North Asia?! Tough survival? Imagination? So there! For the most part.
Far North by Marcel Theroux
This book isn't bad by any means. In fact, I'd call it a pretty good parable about what might happen with climate control, even if that notion wasn't quite as drilled into the story as I would have liked. Most people know I've got this weird thing about the Far North/cold tundra areas/Russia and Alaska/the northern lights so this book grasped me solely for that reason, with the climate change aspect a much-enthused bonus. It's similar to The Road by Cormac McCarthy which I have never read but am familiar with, so maybe you can draw your own opinions there?
I read it in a day and it was pretty engaging. The story features an okay narrator, a tough talking, grizzly female (a shocker) narrator named Makepeace who lives alone (due to famine and drought) in this little town, believing she's all that's left, until she spots a plane and tracks it. She gets caught up along the way and has to suffer for it, going into this Chernobyl-esque town and then meeting an old enemy, and then returns. I'd say the book falls a little short on development as a whole, which is the only thing that really kept it from being an earth-shattering, end-of-days tale.

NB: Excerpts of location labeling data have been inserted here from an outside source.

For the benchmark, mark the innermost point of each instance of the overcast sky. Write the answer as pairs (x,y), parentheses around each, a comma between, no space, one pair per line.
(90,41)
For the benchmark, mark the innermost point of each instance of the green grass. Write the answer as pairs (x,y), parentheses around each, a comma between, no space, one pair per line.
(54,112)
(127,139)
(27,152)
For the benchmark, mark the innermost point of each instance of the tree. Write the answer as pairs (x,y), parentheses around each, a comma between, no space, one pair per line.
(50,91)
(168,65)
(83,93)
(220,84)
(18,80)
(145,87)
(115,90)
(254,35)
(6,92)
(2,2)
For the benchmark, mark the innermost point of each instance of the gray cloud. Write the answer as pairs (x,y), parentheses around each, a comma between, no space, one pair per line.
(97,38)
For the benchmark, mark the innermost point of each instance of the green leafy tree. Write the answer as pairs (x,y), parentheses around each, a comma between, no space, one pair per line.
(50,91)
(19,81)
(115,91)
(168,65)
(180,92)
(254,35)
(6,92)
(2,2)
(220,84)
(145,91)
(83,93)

The characters aren't so developed; you stick with Makepeace because she's tough and she's tramping through Asia no matter what, but you aren't that engaged with her. The plot isn't so developed; you get the loose threads and you have a story, but there isn't enough emotional drive to what's happened in the world so make it wholly engaging. And that's because the climate change issues aren't developed enough. Could've been a real winner but falls a little short.